Thanks for your interest. This project values small, well-scoped contributions that keep the toolkit honest: a structured site-context pipeline, not an auto-publish SEO bot.

Ground rules

  1. No client data. Pull requests must not include real domains, real keyword lists, real briefs, scraped HTML, API keys, or business identifiers. Use the synthetic demo client (examples/demo-client/) for fixtures.
  2. No silent network calls. The 0.1 core is standard-library only and stays offline. Network adapters (Wordstat, SERP, LLMs, image APIs) belong behind explicit opt-in flags and optional extras, in separate modules with clear interfaces.
  3. Tests for new behavior. If you add a classifier rule, an artifact field, or a CLI flag, add a unit test under tests/. Tests must run with no internet access.
  4. Backwards-compatible JSON schemas. data/*.json and output/agent_context_pack.json are public contracts. Add fields, do not rename or remove them. Bump schema_version when shape changes.

Local setup

python -m venv .venv
. .venv/Scripts/activate     # Windows
# . .venv/bin/activate       # macOS / Linux
pip install -e ".[dev]"

Running checks

ruff check .
mypy
pytest

CI runs the same commands on Python 3.11 and 3.12, plus a coverage upload to Codecov from the 3.12 job. Mypy runs in --strict mode against src/site_context_pipeline/ per the configuration in pyproject.toml.
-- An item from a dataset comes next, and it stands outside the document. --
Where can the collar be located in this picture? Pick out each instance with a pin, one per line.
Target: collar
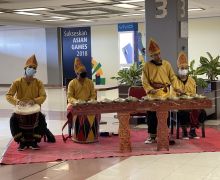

The repo ships a .pre-commit-config.yaml that runs ruff check --fix, ruff format, and a few file-hygiene hooks (trailing whitespace, EOL, YAML/TOML syntax). Once installed, every git commit runs them on the staged files so you do not push CI-failing diffs.

pip install pre-commit
pre-commit install                  # one-time hook install
pre-commit run --all-files          # optional sweep before opening a PR

Performance benchmark

A budgeted performance test (tests/test_perf_benchmark.py) runs on every CI invocation at a small synthetic scale (2,000 URLs) to catch algorithmic regressions — an accidental O(n²) join would blow the wall-clock budget on any runner. Scale it up locally with an env var:

SCP_PERF_URLS=50000 pytest tests/test_perf_benchmark.py -v

For ad-hoc profiling at realistic scale, the standalone scripts/perf_benchmark.py generates a synthetic site and prints per-stage timings:

python scripts/perf_benchmark.py --urls 50000

Filing issues

When reporting a bug, please include:

  • Python version and OS.
  • The exact command you ran.
  • The shape of your input data (URL count, columns present). Do not paste real client data — synthesize a minimal failing example.
  • The relevant snippet of the JSON output, with sensitive values redacted.

Pull requests

  • Keep the diff focused. One feature or fix per PR.
  • Update README.md if you add or change a CLI command or artifact field.
  • If a change deserves a roadmap item, edit the Roadmap section in README.md rather than adding new top-level documents.